Moving Around (Activity 12) – Vestibular migraines cause dizziness and balance problems. During attacks you may not be able to stand or walk. Between attacks, the fear and unpredictability limits where you will go.
What Evidence Helps?
- Neurologist letters – confirming chronic migraine diagnosis and treatment
- Migraine diary – showing frequency, duration, and functional impact
- GP records – medication history, failed treatments, referrals
- Employer records – sick days, reduced hours, job loss due to migraines
- Partner or carer statement – what happens during and after attacks
Frequently Asked Questions
I only get migraines a few times a month. Is that enough for PIP?

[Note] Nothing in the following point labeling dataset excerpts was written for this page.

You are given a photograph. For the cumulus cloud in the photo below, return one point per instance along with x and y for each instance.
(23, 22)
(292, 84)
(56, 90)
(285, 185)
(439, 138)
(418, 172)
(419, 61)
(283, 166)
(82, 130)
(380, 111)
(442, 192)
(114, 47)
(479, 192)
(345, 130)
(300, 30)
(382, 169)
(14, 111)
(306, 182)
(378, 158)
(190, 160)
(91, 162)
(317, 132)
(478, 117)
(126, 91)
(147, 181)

If you get migraines on more than 50% of days (including prodrome, attack, and postdrome/recovery), you may qualify. A 2-day migraine with a 1-day recovery three times a month is 9 days out of 30, which on its own may not be enough. But combined with anxiety about attacks, medication side effects, and the need to avoid triggers, the total impact may cross the threshold.
Medication controls my migraines. Can I still claim?
PIP assesses you with medication. But “controlled” rarely means symptom-free. Medication side effects (drowsiness, brain fog, weight gain), the need to manage complex drug regimes, and breakthrough attacks despite medication are all PIP-relevant.